Federal anti-discrimination laws
Under Title VII of the 1964 Civil Rights Act, employers are prohibited from discriminating based on race, color, religion, sex or national origin. However, the ambiguity of this law allows room for speculation and disagreement as to whether the same protections apply to people based on gender identity and sexual orientation.
Although there are no official federal anti-discrimination laws to protect transgender, nonbinary and gender-nonconforming employees, the Supreme Court is taking on three cases that could determine whether federal anti-discrimination laws (i.e., Title VII) should also apply to factors such as gender identity and sexual orientation in the workplace. These cases are said to be part of the court workload starting in October 2019.
City and state anti-discrimination laws
Although there are no federally mandated protections for LGBT+ people yet, many local officials are making strides for equality and human rights.
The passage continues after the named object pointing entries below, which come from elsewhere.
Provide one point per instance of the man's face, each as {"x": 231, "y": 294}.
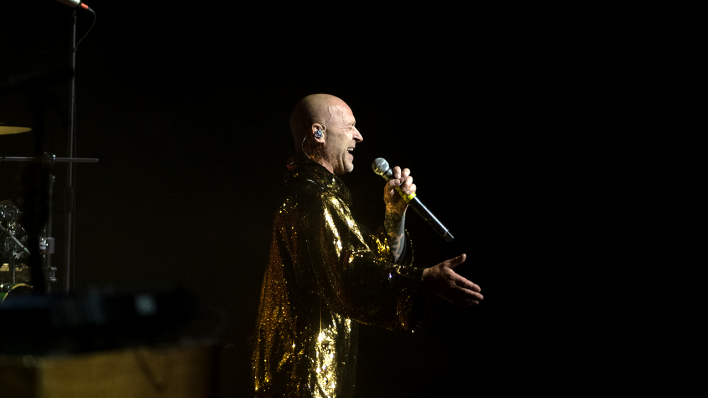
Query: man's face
{"x": 341, "y": 136}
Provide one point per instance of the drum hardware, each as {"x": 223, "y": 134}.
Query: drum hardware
{"x": 38, "y": 189}
{"x": 8, "y": 291}
{"x": 6, "y": 130}
{"x": 14, "y": 277}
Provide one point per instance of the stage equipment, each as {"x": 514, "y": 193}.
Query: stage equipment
{"x": 111, "y": 342}
{"x": 38, "y": 182}
{"x": 381, "y": 167}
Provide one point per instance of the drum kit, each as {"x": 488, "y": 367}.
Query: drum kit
{"x": 16, "y": 274}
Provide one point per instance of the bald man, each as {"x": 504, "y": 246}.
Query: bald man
{"x": 327, "y": 272}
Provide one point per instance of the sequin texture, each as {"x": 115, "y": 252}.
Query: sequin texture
{"x": 325, "y": 274}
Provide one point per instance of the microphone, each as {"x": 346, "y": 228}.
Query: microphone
{"x": 380, "y": 167}
{"x": 74, "y": 4}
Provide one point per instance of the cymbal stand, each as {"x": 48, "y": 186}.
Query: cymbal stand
{"x": 46, "y": 240}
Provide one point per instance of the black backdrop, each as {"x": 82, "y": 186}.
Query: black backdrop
{"x": 187, "y": 111}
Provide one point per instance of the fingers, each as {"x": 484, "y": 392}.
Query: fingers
{"x": 402, "y": 179}
{"x": 467, "y": 284}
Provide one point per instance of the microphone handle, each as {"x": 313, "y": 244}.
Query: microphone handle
{"x": 430, "y": 219}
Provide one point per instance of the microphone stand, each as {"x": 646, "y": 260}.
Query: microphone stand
{"x": 69, "y": 189}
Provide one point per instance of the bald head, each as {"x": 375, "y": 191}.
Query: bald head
{"x": 333, "y": 148}
{"x": 315, "y": 108}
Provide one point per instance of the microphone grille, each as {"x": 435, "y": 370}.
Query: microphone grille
{"x": 380, "y": 166}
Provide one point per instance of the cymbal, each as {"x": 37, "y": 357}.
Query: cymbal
{"x": 13, "y": 130}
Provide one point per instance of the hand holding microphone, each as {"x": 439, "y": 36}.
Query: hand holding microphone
{"x": 381, "y": 167}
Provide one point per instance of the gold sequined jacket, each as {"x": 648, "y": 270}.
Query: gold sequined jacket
{"x": 326, "y": 273}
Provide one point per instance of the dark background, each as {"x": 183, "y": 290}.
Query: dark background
{"x": 187, "y": 110}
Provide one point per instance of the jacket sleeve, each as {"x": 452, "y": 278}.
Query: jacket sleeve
{"x": 353, "y": 271}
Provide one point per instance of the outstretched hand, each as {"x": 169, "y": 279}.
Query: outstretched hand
{"x": 445, "y": 283}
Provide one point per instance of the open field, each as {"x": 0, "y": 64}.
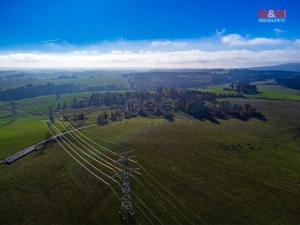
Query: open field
{"x": 232, "y": 173}
{"x": 276, "y": 92}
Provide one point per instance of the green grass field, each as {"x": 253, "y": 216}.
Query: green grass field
{"x": 276, "y": 92}
{"x": 236, "y": 172}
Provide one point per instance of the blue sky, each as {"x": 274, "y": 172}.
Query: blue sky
{"x": 109, "y": 33}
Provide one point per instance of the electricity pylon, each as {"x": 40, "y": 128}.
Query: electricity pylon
{"x": 126, "y": 210}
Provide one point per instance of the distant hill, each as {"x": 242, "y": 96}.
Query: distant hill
{"x": 295, "y": 67}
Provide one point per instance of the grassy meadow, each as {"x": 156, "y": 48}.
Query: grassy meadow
{"x": 235, "y": 172}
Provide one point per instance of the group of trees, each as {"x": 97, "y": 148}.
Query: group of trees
{"x": 291, "y": 81}
{"x": 200, "y": 105}
{"x": 240, "y": 87}
{"x": 224, "y": 109}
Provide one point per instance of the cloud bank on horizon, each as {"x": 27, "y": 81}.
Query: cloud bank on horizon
{"x": 220, "y": 51}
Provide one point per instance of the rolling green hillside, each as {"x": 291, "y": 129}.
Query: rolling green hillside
{"x": 233, "y": 173}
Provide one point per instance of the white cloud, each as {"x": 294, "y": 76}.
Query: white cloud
{"x": 168, "y": 43}
{"x": 150, "y": 59}
{"x": 278, "y": 30}
{"x": 221, "y": 31}
{"x": 238, "y": 40}
{"x": 227, "y": 51}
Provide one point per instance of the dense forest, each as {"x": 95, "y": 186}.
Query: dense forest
{"x": 165, "y": 102}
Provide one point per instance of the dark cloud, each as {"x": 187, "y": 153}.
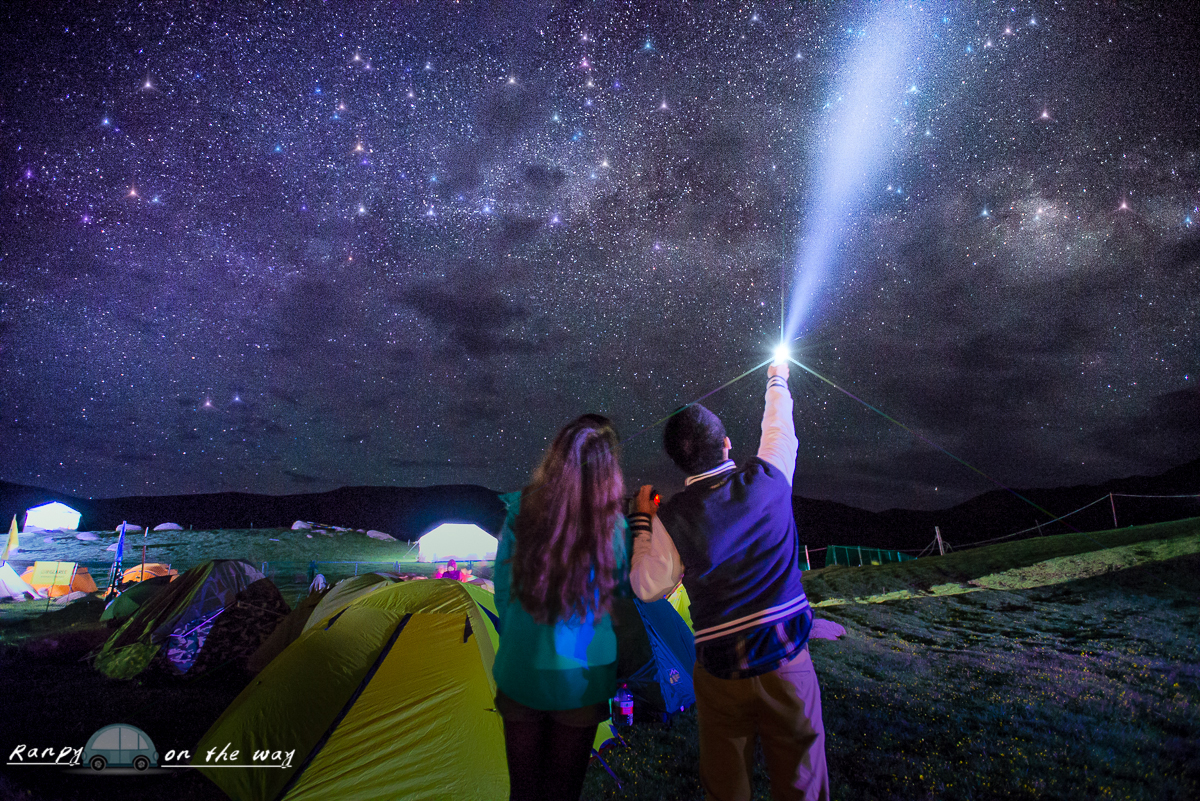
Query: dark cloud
{"x": 1165, "y": 434}
{"x": 474, "y": 317}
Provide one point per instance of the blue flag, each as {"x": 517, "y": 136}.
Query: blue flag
{"x": 115, "y": 574}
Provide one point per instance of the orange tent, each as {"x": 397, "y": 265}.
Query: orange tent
{"x": 142, "y": 572}
{"x": 81, "y": 582}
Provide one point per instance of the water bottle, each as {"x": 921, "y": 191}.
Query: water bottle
{"x": 624, "y": 715}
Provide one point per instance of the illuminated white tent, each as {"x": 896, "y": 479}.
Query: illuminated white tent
{"x": 461, "y": 541}
{"x": 49, "y": 517}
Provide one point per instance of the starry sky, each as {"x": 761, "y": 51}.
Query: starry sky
{"x": 283, "y": 247}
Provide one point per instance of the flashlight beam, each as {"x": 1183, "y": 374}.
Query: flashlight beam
{"x": 730, "y": 383}
{"x": 929, "y": 441}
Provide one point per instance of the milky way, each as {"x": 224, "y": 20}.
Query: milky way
{"x": 291, "y": 247}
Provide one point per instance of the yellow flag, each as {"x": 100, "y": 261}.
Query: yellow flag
{"x": 13, "y": 541}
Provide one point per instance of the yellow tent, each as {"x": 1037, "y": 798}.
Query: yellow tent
{"x": 142, "y": 572}
{"x": 391, "y": 698}
{"x": 679, "y": 600}
{"x": 79, "y": 580}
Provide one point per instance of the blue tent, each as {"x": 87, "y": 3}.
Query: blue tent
{"x": 655, "y": 655}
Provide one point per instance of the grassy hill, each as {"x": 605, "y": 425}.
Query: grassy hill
{"x": 1051, "y": 668}
{"x": 1059, "y": 667}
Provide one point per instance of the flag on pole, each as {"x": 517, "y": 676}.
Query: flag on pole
{"x": 115, "y": 573}
{"x": 13, "y": 540}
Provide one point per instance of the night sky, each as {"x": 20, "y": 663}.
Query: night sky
{"x": 288, "y": 247}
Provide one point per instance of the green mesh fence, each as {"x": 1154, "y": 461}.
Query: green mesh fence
{"x": 858, "y": 555}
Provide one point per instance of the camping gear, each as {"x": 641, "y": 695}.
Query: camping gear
{"x": 15, "y": 586}
{"x": 462, "y": 541}
{"x": 149, "y": 570}
{"x": 623, "y": 714}
{"x": 679, "y": 600}
{"x": 52, "y": 517}
{"x": 67, "y": 577}
{"x": 12, "y": 544}
{"x": 286, "y": 633}
{"x": 132, "y": 597}
{"x": 390, "y": 698}
{"x": 655, "y": 652}
{"x": 174, "y": 624}
{"x": 345, "y": 592}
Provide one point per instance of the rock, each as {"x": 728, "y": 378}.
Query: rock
{"x": 825, "y": 628}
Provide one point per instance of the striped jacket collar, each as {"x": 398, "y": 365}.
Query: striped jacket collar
{"x": 724, "y": 467}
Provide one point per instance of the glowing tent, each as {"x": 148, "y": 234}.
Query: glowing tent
{"x": 49, "y": 517}
{"x": 461, "y": 541}
{"x": 71, "y": 578}
{"x": 15, "y": 586}
{"x": 391, "y": 698}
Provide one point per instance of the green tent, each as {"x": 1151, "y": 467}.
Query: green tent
{"x": 132, "y": 597}
{"x": 174, "y": 624}
{"x": 389, "y": 698}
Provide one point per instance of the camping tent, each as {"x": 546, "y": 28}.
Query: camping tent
{"x": 286, "y": 633}
{"x": 73, "y": 579}
{"x": 214, "y": 612}
{"x": 15, "y": 586}
{"x": 346, "y": 592}
{"x": 141, "y": 572}
{"x": 462, "y": 541}
{"x": 132, "y": 597}
{"x": 391, "y": 698}
{"x": 679, "y": 600}
{"x": 655, "y": 652}
{"x": 52, "y": 516}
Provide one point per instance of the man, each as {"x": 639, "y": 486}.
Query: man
{"x": 731, "y": 537}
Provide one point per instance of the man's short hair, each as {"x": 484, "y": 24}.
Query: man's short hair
{"x": 694, "y": 438}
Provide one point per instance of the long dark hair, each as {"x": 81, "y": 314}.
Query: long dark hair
{"x": 563, "y": 556}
Because of this, there may be legal protections for you to follow based on your city or state.
“Twenty-one states and over 300 municipalities currently have laws prohibiting anti-transgender bias in the workplace,” said Branstetter. “Many others have issued bulletins prohibiting discrimination among state contractors or within state employee systems.”
Each state varies in its level of protection, so it is important for you to learn about your region-specific laws. According to Shane, these laws are not always based on the size of the city or the way the state votes as a whole, so knowing one’s own state’s laws is crucial to ensuring that your business is compliant.
What employers can do
It is important to understand how your employees identify themselves so you can properly address them and comply with their needs. To do this, you should first familiarize yourself with the correct definitions of terminology like “transgender.”
PFLAG defines “transgender” as a term describing a person’s gender identity that does not necessarily match their assigned sex at birth. It can sometimes be referred to as “trans,” “female to male (FTM),” “male to female (MTF),” “assigned male at birth (AMAB),” “assigned female at birth (AFAB),” “genderqueer” or “gender-expansive.”
Other common terms you should have a clear understanding of are “gender,” “cisgender,” “gender nonconforming,” “intersex,” “LGBTQ+” and “nonbinary.” Although definitions can vary by state, you can find a complete definition of working terms on the PFLAG National Glossary of Terms.
Regardless of the lack of comprehensive state or federal anti-discrimination laws, employers can enhance diversity and inclusion in the workplace by making and enforcing their own internal policies.
“[Employers] can add ‘sexual orientation and gender identity’ to their own nondiscrimination policies and hold themselves accountable,” said Shane. “This can provide great opportunities to hire the best in the industry, as it does not allow for discrimination to occur the way it may in competitors’ businesses, which can give your business a great advantage.”
When you introduce new inclusive policies into your company handbook, be sure to host mandatory training seminars to inform your staff of the changes. If you are still unsure of how to create a diverse and inclusive workplace, you can reach out to LGBT+ experts for assistance in ensuring that your business practices are LGBT+ inclusive.
“It is not a matter of if a transgender person will join your workplace, but when,” said Branstetter. “Discrimination against transgender people can be prevented with HR policies reflecting the legal and moral necessity to foster an inclusive workplace.”